Lyft, the first ride-hailing company to launch on a US public market, is set to begin trading on Friday morning under the ticker symbol “LYFT.” Its shares are indicated to open at $US85.85 apiece on Friday morning.
The company priced its initial public offering at $US72 per share the evening prior, at the upper-end of its expected range, giving it a valuation of about $US21 billion.
Lyft’s offering itself is expected to raise around $US2.69 billion, which it plans to spend on “working capital, operating expenses, and capital expenditures,” as well as acquiring or investing in businesses, according to its S-1 filing with the Securities and Exchange and Commission.

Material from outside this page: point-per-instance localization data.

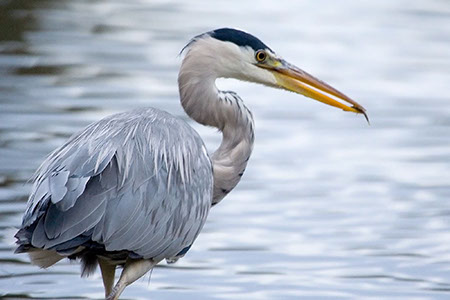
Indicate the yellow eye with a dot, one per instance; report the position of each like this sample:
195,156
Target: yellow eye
261,56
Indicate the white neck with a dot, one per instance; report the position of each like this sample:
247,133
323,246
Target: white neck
204,103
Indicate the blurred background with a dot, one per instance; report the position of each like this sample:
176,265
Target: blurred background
329,207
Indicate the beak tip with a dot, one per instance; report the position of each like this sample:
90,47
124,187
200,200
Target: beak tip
361,110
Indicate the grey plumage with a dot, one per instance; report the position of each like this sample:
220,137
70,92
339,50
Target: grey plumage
160,181
136,188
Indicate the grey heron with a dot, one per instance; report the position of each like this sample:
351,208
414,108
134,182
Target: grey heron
135,188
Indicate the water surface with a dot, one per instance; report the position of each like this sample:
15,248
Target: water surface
329,207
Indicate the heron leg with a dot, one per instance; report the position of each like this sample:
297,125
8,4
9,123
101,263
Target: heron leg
132,271
108,272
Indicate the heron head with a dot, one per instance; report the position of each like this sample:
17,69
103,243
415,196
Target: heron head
232,53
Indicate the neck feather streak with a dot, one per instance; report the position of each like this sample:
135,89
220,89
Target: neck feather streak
204,103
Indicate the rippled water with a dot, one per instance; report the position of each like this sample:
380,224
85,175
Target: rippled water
329,208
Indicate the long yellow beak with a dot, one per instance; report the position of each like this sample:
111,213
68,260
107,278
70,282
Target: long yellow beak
296,80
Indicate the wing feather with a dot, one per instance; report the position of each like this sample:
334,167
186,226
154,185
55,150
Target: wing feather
138,181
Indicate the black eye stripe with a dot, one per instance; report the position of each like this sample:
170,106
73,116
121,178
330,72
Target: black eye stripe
260,55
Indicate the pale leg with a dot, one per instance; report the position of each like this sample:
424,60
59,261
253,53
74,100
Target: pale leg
108,272
132,271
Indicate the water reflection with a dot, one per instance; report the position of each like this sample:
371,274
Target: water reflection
328,208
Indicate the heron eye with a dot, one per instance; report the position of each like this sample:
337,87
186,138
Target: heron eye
261,56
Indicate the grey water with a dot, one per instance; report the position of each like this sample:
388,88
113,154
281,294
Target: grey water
329,207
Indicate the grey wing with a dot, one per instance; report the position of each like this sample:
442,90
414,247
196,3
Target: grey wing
139,181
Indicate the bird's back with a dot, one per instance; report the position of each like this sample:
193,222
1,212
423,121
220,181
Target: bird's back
138,184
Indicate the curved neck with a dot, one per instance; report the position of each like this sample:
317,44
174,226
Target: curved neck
204,103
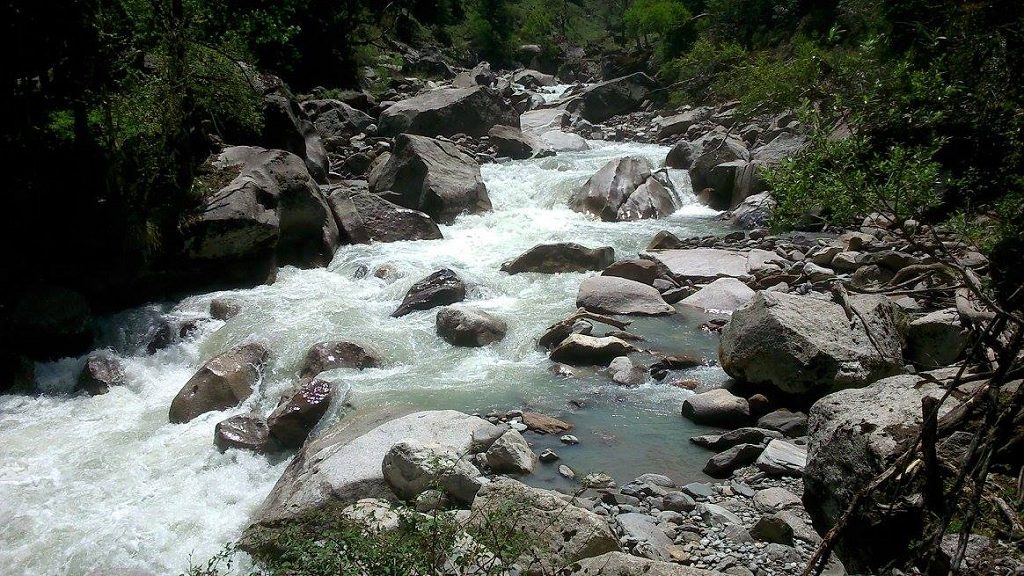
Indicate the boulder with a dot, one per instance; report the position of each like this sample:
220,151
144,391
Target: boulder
411,467
700,264
625,190
466,326
448,112
431,176
724,463
644,272
332,355
723,295
287,127
542,423
782,458
736,437
299,413
245,432
609,294
561,257
854,436
365,217
513,142
99,374
611,97
620,564
511,454
335,119
583,350
343,465
804,344
680,157
717,408
793,424
269,213
566,531
936,339
441,288
222,382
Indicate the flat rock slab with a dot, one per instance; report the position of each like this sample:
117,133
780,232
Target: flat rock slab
701,264
342,467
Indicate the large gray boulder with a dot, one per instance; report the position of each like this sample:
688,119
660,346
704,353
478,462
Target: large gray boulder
344,464
410,467
805,344
431,176
365,217
610,294
621,564
717,408
448,112
854,436
270,212
467,326
560,257
565,531
723,295
222,382
625,190
337,354
611,97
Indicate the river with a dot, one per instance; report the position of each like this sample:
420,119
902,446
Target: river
105,485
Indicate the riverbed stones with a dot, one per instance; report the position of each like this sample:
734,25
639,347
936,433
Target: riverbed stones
782,458
467,326
621,564
270,213
341,354
511,454
511,141
100,372
717,408
448,112
560,257
609,294
343,464
245,432
600,101
855,435
411,467
441,288
936,339
299,413
432,176
625,190
725,462
722,295
542,423
365,217
805,344
566,531
700,264
581,350
222,382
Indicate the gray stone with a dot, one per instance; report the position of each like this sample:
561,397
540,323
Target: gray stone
222,382
466,326
717,408
608,294
561,257
804,344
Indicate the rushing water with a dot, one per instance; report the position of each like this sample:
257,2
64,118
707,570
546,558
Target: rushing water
105,485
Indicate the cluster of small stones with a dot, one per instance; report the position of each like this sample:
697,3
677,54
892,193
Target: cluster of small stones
699,539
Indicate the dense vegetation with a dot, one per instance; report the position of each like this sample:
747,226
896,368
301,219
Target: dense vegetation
113,104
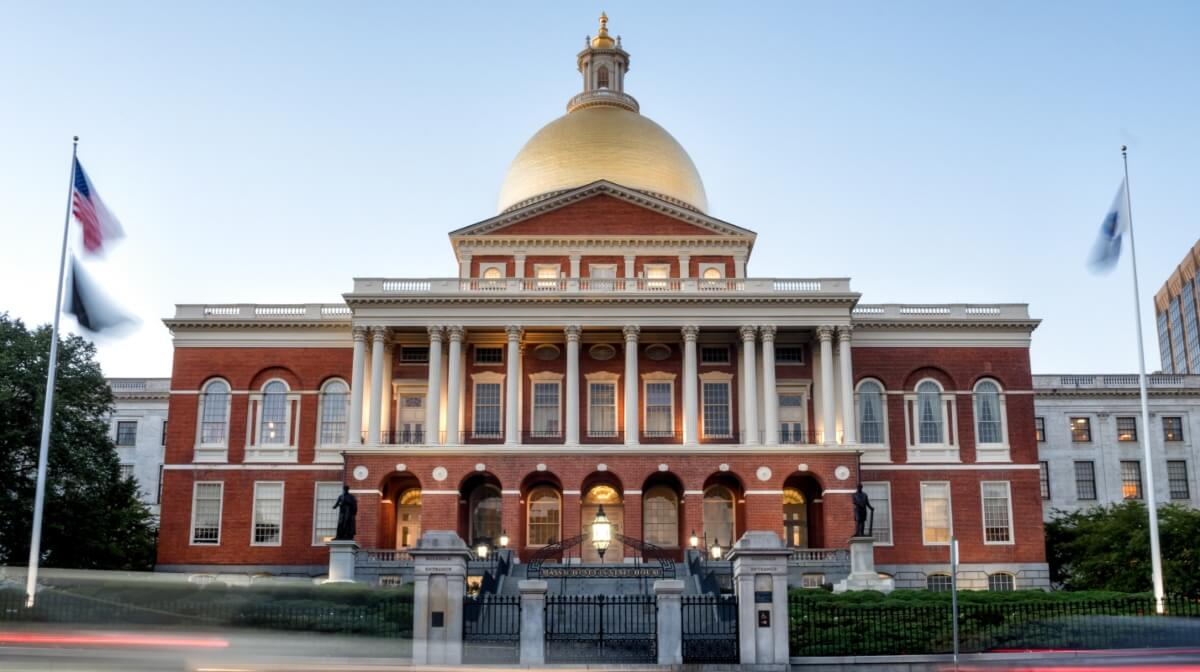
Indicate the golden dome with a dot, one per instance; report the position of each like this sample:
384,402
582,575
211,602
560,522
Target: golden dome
603,143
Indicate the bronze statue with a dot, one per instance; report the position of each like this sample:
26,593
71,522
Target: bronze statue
862,503
348,510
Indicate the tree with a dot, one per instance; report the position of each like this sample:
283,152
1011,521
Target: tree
93,517
1108,549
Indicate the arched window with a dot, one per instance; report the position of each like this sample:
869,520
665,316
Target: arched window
274,427
870,412
545,513
660,516
335,403
719,516
989,427
215,413
485,515
929,413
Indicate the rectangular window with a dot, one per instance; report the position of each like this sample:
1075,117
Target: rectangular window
324,516
1127,429
790,354
1131,479
1080,430
1177,479
603,409
659,409
1085,480
714,354
717,411
207,513
545,409
1173,429
935,513
414,354
489,355
268,514
997,514
126,432
880,495
487,409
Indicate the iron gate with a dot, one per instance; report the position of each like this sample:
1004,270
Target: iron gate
491,629
601,629
711,629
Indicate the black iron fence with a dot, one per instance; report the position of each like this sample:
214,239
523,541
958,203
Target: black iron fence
825,629
601,629
709,629
491,629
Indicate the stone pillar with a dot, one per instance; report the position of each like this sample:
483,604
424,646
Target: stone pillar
513,387
533,622
631,433
378,336
669,593
573,384
454,384
849,423
749,364
829,418
769,393
439,581
433,390
760,579
358,376
690,382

While potential investors will have a chance to buy into one of the largest US-listed technology IPOs in recent years, one thing they won’t have is equal say in how the company is run.
That’s because Lyft will have a dual-class structure consisting of Class A and Class B shares. That means outside investors of the former are entitled to one vote per share while shareholders in the latter are entitled to 20 votes per share.
Still, investor appetite for Lyft’s publicly traded shares has proved strong heading into its highly anticipated debut despite the company providing no clear timeline for reaching profitability.
Lyft earlier this week raised its expected IPO range from between $US62 and $US68 a share to $US70 to $US72 after its offering was oversubscribed. In other words, demand for its IPO exceeded the number of shares issued.
In the race to go public during what’s expected to be a banner year for high-profile IPOs – with Airbnb, Slack, and Peloton all expected to debut – Lyft is set to beat out rival Uber to the public markets.
“In our opinion while Lyft has clearly benefited from some of the negative PR issues that Uber faced in 2017/early 2018, going forward the battle for market share will be a bit more balanced,” Wedbush analyst Dan Ives said in a note to clients earlier this week.
Ives initiated coverage on the name with a “neutral” investment rating and a 12-month $US80 price target.